Kozlov was rigidly still and ashen, lips moving but without any intention of forming words.

‘Fucked, Yuri, unless you do it all my way,’ insisted Charlie. ‘Hayashi will tell you about the military planes, like I said. We’re watching them and they’re watching us, so I’d know before the wheels went up if you ducked me, to take Olga along with you. And then I’d have London tell Washington all the names they don’t know. Can you imagine the reception you’d get? I guess there’d be some debriefing: why waste an opportunity, after all? But then do you know what I think? I think you’d end up in some stockade and you’d be able to close your eyes and believe you were back in a Russian prison, after all. Maybe worse than a Russian prison: can you imagine that!’

The words came at last, a croaking, strained sound: ‘I understand … there’s no need … no more …’

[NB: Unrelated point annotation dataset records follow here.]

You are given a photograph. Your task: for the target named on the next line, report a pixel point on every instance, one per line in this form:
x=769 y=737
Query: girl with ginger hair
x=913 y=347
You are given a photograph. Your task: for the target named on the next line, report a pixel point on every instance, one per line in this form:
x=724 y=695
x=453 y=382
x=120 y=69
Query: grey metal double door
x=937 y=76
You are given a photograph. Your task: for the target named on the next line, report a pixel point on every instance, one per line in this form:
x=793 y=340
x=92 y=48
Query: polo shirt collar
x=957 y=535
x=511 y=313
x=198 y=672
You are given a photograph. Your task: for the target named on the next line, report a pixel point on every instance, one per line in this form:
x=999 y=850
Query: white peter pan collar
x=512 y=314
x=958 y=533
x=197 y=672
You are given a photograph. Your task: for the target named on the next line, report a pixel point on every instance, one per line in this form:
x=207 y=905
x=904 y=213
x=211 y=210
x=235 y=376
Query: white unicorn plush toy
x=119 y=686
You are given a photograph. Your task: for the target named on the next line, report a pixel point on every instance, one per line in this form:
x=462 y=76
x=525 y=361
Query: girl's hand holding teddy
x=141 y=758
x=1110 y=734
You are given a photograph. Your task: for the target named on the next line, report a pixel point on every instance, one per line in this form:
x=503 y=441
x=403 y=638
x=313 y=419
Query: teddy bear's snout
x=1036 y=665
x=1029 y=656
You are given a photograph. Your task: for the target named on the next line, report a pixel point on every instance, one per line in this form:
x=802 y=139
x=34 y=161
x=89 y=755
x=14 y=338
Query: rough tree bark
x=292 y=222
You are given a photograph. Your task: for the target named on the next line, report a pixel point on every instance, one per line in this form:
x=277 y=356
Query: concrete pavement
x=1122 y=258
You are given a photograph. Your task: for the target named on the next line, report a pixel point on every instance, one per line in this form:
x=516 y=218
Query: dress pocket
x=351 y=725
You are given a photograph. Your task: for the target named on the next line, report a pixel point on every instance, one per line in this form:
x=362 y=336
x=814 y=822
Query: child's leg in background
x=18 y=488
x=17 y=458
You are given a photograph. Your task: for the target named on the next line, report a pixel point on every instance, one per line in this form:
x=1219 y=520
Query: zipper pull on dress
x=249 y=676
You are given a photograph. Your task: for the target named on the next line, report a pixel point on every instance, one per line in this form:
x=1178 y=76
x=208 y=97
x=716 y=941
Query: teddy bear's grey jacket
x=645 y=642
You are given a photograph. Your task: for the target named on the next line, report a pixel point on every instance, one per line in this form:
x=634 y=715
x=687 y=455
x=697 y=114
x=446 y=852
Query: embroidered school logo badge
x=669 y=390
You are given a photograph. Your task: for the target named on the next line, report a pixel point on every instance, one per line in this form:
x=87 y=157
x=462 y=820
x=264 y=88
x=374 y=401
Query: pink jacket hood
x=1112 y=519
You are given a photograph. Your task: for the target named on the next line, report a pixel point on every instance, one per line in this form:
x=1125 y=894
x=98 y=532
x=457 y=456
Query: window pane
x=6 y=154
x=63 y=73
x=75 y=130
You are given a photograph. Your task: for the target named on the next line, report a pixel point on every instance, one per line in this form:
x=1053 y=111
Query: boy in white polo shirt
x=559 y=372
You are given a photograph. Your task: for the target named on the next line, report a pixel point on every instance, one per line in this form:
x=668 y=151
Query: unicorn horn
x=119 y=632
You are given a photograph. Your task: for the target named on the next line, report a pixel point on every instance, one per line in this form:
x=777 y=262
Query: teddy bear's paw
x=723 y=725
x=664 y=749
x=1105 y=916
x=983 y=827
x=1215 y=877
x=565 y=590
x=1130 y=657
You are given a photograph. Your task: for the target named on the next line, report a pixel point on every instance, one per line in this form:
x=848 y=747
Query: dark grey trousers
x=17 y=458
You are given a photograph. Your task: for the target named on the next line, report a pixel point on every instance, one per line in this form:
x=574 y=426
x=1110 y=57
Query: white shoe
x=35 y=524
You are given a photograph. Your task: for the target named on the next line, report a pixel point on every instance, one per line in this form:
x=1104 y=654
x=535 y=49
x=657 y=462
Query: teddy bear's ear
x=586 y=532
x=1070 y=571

‘Oh yes,’ contradicted Charlie: ‘There’s more. I haven’t told you yet how you’re getting to England.’

Kozlov was looking at him dully, practically glazed-eyed, someone completely defeated, and Charlie said: ‘You hearing what I’m saying?’

‘Yes,’ said Kozlov. ‘I’m hearing it all.’

‘We’re using the Americans to get you out, without the sort of battle that would occur, probably getting everyone seized, including both of you,’ set out Charlie. ‘In Washington, there will be the debriefing. String it out; make them work for everything. And be difficult. Complain about the restrictions of the safe house and say you want to take trips out. They let it happen: they shouldn’t but they do. Today’s the sixteenth. Three months from today, the sixteenth, get taken into Georgetown: all the restaurants are there. And a particular hotel. It’s called the Four Seasons and it’s at the very beginning of the district. There’s a large foyer bar and lounge: lots of plants. Break away from your escort on the sixteenth and come there. I shall be waiting from noon until four …’

‘But …’ Kozlov started to protest.

‘There could be a dozen reasons why you can’t make it,’ anticipated Charlie. ‘I know that. So we’ll run a fall-back precaution. If you can’t make that first time, the sixteenth of every month from then on.’

Kozlov nodded, assimilating the instructions. ‘And then I would be with Olga?’

‘From that moment on,’ promised Charlie.

‘Thank you,’ said Kozlov, in abrupt gratitude.

‘It’s not altruism,’ said Charlie. ‘We want you both.’

‘When?’

‘At once: certainly in the next twenty-four hours.’

‘I’ll have to talk to Olga.’

‘Do you have a way to contact her?’

‘She is calling, to see if you came.’

‘Then tell her to come here.’

‘She’s a good Russian … like I think I am a good Russian.’

‘It’s too late,’ said Charlie, who’d heard it all before.

‘For me, maybe. Not for her. There could be a defence.’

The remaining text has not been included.